Abstract. Spatiotemporal yield heterogeneity presents a significant challenge to agricultural sustainability efforts and can strain the economic viability of farming operations. Increasing soil organic matter (SOM) has been associated with increased crop productivity, as well as the mitigation of yield variability across time and space. Observations at the regional scale have indicated decreases in yield variability with increasing SOM. However, the mechanisms by which this variability is reduced remain poorly understood, especially at the farm scale.
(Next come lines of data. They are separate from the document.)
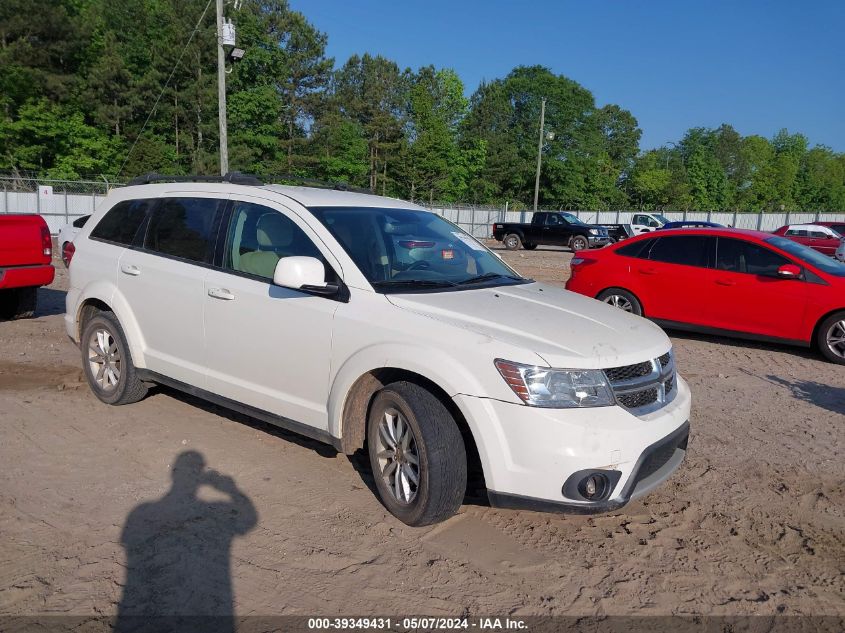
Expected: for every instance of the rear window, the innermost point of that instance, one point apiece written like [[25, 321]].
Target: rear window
[[688, 250], [120, 223], [182, 227], [636, 249]]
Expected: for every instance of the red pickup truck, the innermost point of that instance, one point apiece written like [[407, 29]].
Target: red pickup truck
[[26, 253]]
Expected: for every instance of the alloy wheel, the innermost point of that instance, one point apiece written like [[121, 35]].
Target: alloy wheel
[[398, 457], [836, 338], [618, 301], [104, 359]]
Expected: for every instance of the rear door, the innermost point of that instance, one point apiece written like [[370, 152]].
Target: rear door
[[673, 277], [268, 347], [748, 296], [162, 279]]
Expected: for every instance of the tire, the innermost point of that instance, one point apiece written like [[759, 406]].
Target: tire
[[102, 333], [430, 437], [832, 328], [18, 303], [512, 241], [622, 299], [579, 243]]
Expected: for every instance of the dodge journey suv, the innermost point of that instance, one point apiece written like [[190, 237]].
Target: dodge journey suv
[[370, 323]]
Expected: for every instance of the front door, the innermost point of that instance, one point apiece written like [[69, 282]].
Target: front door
[[748, 294], [267, 346]]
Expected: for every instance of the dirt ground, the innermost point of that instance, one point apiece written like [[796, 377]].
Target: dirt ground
[[753, 522]]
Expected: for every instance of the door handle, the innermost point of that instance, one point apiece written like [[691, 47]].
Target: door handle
[[130, 269], [220, 293]]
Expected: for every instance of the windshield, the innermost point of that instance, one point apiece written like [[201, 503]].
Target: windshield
[[402, 250], [572, 219], [807, 254]]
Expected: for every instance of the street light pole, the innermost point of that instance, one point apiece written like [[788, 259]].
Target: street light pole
[[539, 151], [221, 92]]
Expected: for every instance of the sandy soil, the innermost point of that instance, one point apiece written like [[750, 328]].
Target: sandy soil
[[753, 523]]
To better understand the relationship between SOM and yield heterogeneity, we examined its distribution between particulate organic matter (POM) and mineral-associated organic matter (MAOM) at the subfield scale within nine farms located in the central United States. We expected that the highest SOM concentrations would be found in stable, high-yielding zones and that the SOM pool in these areas would have a higher proportion of POM relative to other areas in the field. In contrast to our predictions, we found that unstable yield areas had significantly higher SOM than stable yield areas and that there was no significant difference in the relative contribution of POM to total SOM across different yield stability zones. Our results further indicate that MAOM abundance was primarily explained by interactions between crop productivity and edaphic properties such as texture, which varied amongst stability zones. However, we were unable to link POM abundance to soil properties or cropping system characteristics. Instead, we posit that POM dynamics in these systems may be controlled by differences in decomposition patterns between stable and unstable yield zones. Our results show that, at the subfield scale, increasing SOM may not directly confer increased yield stability. Instead, in fields with high spatiotemporal yield heterogeneity, SOM stocks may be determined by interactive effects of topography, weather, and soil characteristics on crop productivity and SOM decomposition. These findings suggest that POM has the potential to be a useful indicator of yield stability, with higher POM stocks in unstable zones, and highlights the need to consider these factors during soil sampling campaigns, especially when attempting to quantify farm-scale soil C stocks.

中文翻译：

---

子田产量稳定区中颗粒物和矿物相关有机物组分的控制和丰度的变化

摘要。时空产量异质性对农业可持续发展工作提出了重大挑战，并可能限制农业经营的经济可行性。土壤有机质（SOM）的增加与作物生产力的提高以及随时间和空间的产量变异性的缓解有关。区域尺度的观察表明，随着 SOM 的增加，产量变异性降低。然而，人们对减少这种变异性的机制仍然知之甚少，特别是在农场规模上。为了更好地了解 SOM 与产量异质性之间的关系，我们在美国中部的 9 个农场的子田范围内检查了颗粒有机物 (POM) 和矿物相关有机物 (MAOM) 之间的分布。我们预计，最高的 SOM 浓度将出现在稳定的高产区，并且这些区域的 SOM 池中的 POM 比例相对于田间的其他区域更高。与我们的预测相反，我们发现不稳定产量区的 SOM 显着高于稳定产量区，并且不同产量稳定区 POM 对总 SOM 的相对贡献没有显着差异。我们的结果进一步表明，MAOM 丰度主要是通过作物生产力和土壤特性（例如纹理）之间的相互作用来解释的，而土壤特性在稳定区域之间存在差异。然而，我们无法将 POM 丰度与土壤特性或耕作系统特征联系起来。相反，我们假设这些系统中的 POM 动态可能是由稳定屈服区和不稳定屈服区之间分解模式的差异控制的。我们的结果表明，在子田规模上，增加 SOM 可能不会直接提高产量稳定性。相反，在时空产量异质性较高的田地中，SOM 储量可能由地形、天气和土壤特征对作物生产力和 SOM 分解的交互影响决定。这些发现表明，POM 有可能成为产量稳定性的有用指标，不稳定地区的 POM 储量较高，并强调在土壤采样活动期间需要考虑这些因素，特别是在尝试量化农场规模的土壤碳储量时。